Monday, October 27, 2025

Strange River

Part of my coverage of the 61st Chicago International Film Festival


STRANGE RIVER   ***1/2

Jaume Claret Muxart
2025
























IDEA:  On a summer trip with his family in Germany, the teenaged Dídac is drawn to a mysterious boy he encounters in the water.




BLURB:  Jan Monter, the young lead actor of Strange River, has the perfect face for such a cryptic and bewitching film. With his sphinx-like mien and wide azure eyes that are less like windows than frosted glass, he entrances the camera with an alluring unknowability.
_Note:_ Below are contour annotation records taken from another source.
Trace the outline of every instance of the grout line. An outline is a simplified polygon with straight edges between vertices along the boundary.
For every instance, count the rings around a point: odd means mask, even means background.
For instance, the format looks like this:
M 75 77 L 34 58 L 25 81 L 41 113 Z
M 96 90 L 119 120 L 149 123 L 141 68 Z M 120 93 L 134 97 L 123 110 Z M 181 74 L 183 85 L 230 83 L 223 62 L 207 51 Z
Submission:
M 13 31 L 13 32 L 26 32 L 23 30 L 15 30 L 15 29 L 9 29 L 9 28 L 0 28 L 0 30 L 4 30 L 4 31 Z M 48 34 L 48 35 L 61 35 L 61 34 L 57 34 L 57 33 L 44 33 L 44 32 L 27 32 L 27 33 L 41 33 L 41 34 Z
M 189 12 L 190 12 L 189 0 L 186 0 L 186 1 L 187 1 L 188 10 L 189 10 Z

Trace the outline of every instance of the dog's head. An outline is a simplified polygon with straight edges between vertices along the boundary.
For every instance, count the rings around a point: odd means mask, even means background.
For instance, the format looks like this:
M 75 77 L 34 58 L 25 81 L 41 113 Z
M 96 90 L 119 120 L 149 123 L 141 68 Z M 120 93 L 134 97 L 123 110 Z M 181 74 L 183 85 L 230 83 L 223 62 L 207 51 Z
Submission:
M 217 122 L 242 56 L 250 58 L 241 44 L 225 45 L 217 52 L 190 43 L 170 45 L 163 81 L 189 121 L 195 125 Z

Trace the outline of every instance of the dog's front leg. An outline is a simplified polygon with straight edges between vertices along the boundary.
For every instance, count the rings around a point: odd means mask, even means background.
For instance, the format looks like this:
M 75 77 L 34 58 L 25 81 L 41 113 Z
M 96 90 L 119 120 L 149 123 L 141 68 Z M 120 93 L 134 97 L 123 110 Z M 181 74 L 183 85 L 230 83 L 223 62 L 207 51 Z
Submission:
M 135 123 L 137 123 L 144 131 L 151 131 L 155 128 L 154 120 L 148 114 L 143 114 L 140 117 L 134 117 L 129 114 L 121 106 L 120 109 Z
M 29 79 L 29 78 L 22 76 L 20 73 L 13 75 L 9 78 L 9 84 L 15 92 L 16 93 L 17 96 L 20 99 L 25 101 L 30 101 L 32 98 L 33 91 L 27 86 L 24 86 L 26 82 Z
It is the unknowability of a teenager to his parents, but also maybe to himself, to desires and fears that have yet to autonomously crystallize outside the safety of the family unit. For Jan Monter’s Dídac, still waters run deep, and for Jaume Claret Muxart, in his feature directorial debut, bodies of water carry timeworn connotations of life, death, eroticism, and irrationality. While hardly reinventing the tropes of the summer coming-of-age tale, Strange River captivates from its shimmeringly sensual surface to the hints of its quivering undercurrents. Pablo Paloma’s 16 mm cinematography is a thing of immaculate jewel-like beauty, radiant with estival greens and blues and lightly sunburned skin. In becalmed long takes, landscapes and bodies are rendered with tactile presence, as in the engulfing depths of the river or the goose-bumpy flesh of a boy swimming right up against the camera. At the same time, Strange River is an abstraction, an otherworldly dance of moonlit ripples and twink(ly) apparitions taking place in a liminal zone. Muxart gives us just enough narrative shading to make sense of the sullen Dídac, prone to sudden breakdowns, and to grasp the precarious balance of his family, his relationship toward parents and especially brothers from whom he’s awkwardly growing apart. But the tender, laconic Strange River’s primary language is visual and corporeal, expressing itself in glances and breaths and a prominent hickey, still ruddy and fresh.